NOSSAS SÉRIES
Exclusão e Abraço
Viver em uma realidade tensa de colisões identitárias é desafiador; como cristãos, precisamos buscar a reconciliação com Deus e com nosso próximo, incluindo os “inimigos”, por meio do amor ao próximo que excede o entendimento – Miroslav Volf sugere o abraço como resposta à exclusão.

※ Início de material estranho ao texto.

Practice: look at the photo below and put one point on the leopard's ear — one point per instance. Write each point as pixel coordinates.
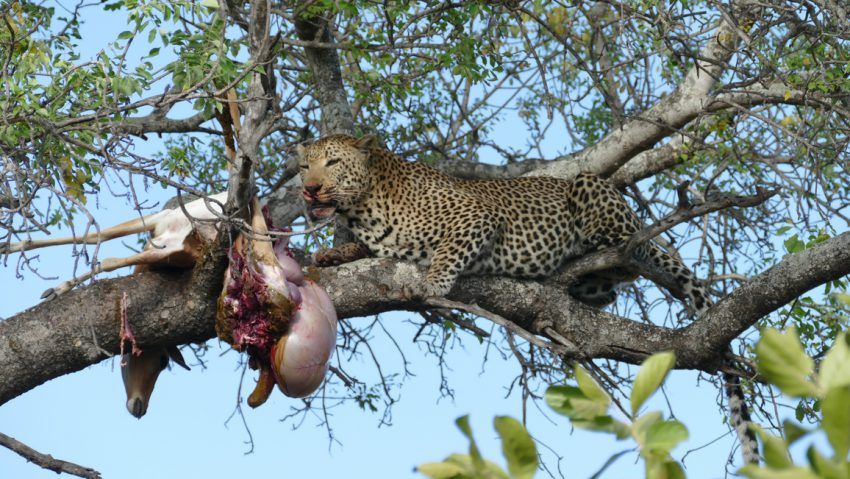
(367, 142)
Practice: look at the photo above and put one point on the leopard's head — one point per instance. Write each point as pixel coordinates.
(335, 172)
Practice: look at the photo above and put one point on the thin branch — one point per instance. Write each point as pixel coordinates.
(47, 461)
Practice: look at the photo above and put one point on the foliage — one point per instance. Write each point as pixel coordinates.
(781, 363)
(517, 447)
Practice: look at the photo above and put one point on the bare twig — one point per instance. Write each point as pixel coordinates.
(46, 460)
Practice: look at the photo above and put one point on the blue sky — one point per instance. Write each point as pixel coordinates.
(81, 417)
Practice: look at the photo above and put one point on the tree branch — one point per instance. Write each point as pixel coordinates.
(81, 327)
(646, 129)
(46, 460)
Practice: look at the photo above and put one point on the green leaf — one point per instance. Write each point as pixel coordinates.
(558, 398)
(641, 426)
(440, 470)
(517, 446)
(665, 435)
(843, 297)
(463, 424)
(835, 368)
(774, 449)
(793, 431)
(824, 467)
(649, 378)
(782, 362)
(590, 388)
(836, 420)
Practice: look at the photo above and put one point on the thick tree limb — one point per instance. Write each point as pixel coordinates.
(81, 327)
(327, 76)
(46, 460)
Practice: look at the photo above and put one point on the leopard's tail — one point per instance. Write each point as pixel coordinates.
(739, 415)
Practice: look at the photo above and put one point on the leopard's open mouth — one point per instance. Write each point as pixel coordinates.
(319, 210)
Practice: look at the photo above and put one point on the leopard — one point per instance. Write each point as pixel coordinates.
(527, 227)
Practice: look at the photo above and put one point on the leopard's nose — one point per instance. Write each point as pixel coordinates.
(312, 189)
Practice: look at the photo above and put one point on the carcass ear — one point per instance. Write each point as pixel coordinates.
(367, 142)
(177, 357)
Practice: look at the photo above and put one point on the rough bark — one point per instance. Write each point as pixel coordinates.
(81, 328)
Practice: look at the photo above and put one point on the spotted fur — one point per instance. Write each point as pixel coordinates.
(524, 227)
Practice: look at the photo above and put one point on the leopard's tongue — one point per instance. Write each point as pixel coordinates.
(320, 212)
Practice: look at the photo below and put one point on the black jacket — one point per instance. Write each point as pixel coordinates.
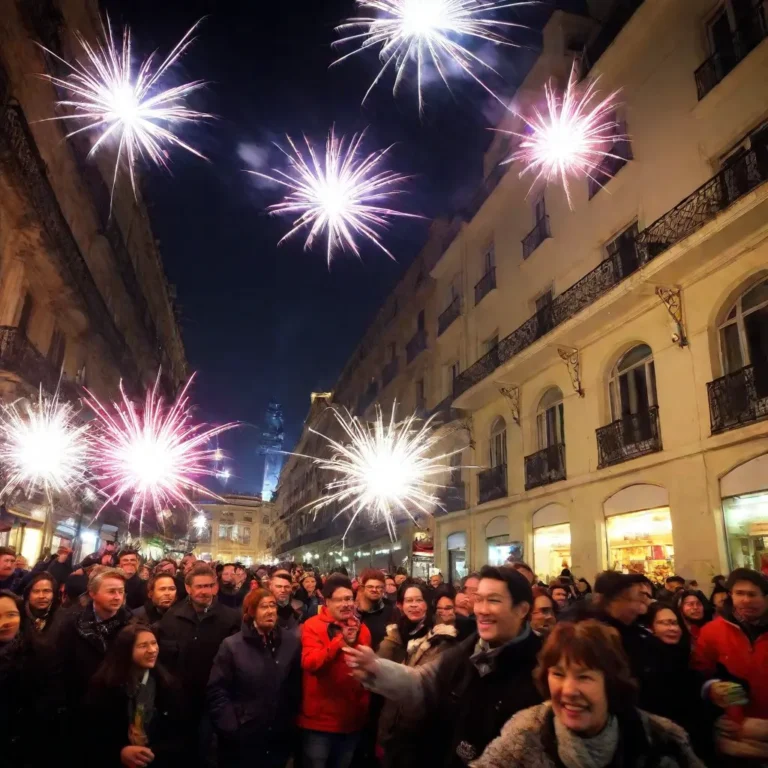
(254, 694)
(189, 642)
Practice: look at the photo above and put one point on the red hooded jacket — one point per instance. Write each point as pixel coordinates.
(332, 700)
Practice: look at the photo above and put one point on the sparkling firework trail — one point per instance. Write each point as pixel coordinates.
(384, 468)
(151, 455)
(42, 446)
(132, 108)
(340, 195)
(572, 138)
(422, 31)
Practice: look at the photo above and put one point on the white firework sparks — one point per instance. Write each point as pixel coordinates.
(43, 446)
(340, 195)
(384, 468)
(421, 31)
(130, 107)
(572, 138)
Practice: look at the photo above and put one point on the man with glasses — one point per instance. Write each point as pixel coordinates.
(334, 706)
(373, 610)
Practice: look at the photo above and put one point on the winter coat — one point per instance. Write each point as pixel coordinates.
(332, 700)
(401, 736)
(108, 722)
(529, 740)
(189, 642)
(724, 650)
(254, 694)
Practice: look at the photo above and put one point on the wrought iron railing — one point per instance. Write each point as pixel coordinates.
(751, 31)
(545, 466)
(738, 398)
(536, 236)
(738, 177)
(492, 483)
(633, 435)
(445, 318)
(485, 285)
(417, 344)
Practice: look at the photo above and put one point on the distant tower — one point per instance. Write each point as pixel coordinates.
(271, 446)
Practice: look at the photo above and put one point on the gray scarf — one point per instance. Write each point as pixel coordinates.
(594, 752)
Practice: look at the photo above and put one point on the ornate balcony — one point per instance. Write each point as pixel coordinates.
(752, 30)
(416, 345)
(738, 398)
(736, 179)
(485, 285)
(631, 436)
(545, 466)
(492, 483)
(536, 236)
(449, 315)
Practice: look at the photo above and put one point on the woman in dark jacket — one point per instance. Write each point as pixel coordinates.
(254, 691)
(136, 706)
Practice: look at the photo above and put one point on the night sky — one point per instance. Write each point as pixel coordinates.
(259, 321)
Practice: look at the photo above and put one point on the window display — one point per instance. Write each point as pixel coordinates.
(641, 542)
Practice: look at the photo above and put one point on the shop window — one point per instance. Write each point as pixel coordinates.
(641, 542)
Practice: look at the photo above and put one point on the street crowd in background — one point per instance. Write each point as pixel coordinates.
(115, 661)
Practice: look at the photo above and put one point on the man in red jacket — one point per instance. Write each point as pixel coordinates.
(334, 706)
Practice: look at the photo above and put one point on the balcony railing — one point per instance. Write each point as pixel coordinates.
(492, 483)
(389, 371)
(738, 177)
(449, 315)
(752, 30)
(738, 398)
(417, 344)
(545, 466)
(485, 285)
(631, 436)
(536, 236)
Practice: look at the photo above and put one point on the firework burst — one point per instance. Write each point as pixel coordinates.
(384, 468)
(572, 137)
(152, 455)
(421, 31)
(339, 195)
(43, 446)
(133, 108)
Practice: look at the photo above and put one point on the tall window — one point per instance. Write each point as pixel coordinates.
(744, 334)
(633, 383)
(498, 442)
(550, 424)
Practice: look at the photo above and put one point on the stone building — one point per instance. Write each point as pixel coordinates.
(83, 295)
(609, 361)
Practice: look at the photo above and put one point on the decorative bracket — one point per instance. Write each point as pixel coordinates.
(512, 396)
(673, 300)
(570, 356)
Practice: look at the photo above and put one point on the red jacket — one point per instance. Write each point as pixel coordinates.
(332, 700)
(723, 642)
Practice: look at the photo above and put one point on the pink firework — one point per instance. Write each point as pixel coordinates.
(572, 138)
(151, 455)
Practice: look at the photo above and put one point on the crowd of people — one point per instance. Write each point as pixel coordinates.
(198, 664)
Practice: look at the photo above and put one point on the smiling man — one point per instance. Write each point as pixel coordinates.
(474, 689)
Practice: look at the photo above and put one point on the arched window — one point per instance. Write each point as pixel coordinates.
(744, 333)
(550, 425)
(498, 442)
(633, 383)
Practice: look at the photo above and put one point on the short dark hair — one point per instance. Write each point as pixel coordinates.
(336, 581)
(517, 585)
(595, 646)
(747, 574)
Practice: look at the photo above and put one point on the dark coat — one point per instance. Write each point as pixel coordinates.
(254, 695)
(189, 642)
(108, 724)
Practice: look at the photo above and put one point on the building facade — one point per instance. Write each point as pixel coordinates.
(84, 301)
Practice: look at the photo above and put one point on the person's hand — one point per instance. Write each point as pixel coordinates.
(136, 757)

A não-violência é cada vez menos popular. Num mundo caótico e bélico, reagir a violência com mais violência é o discurso reinante. Quer sua reação seja 100% justificada, quer não, reagir na mesma medida do mal sofrido é quase uma obrigação. Nossas ações de exclusão geram reações de exclusão. Violência gera mais violência. Dentro das nossas noções parciais de justiça, ela nunca existirá de maneira realmente justa e definitiva. Como coloca Miroslav Volf: “A cruz de Cristo nos deveria ensinar que a única alternativa ã violência é o amor que doa a si mesmo, a disposição de absorver a violência para abraçar o outro sabendo que a verdade e a justiça serão mantidas por Deus. (…) Somente aqueles que estão dispostos a abraçar os desonestos e injustos, como Cristo fez na cruz, estarão habilitados a empregar a razão e o discurso como instrumentos de paz e não de violência.”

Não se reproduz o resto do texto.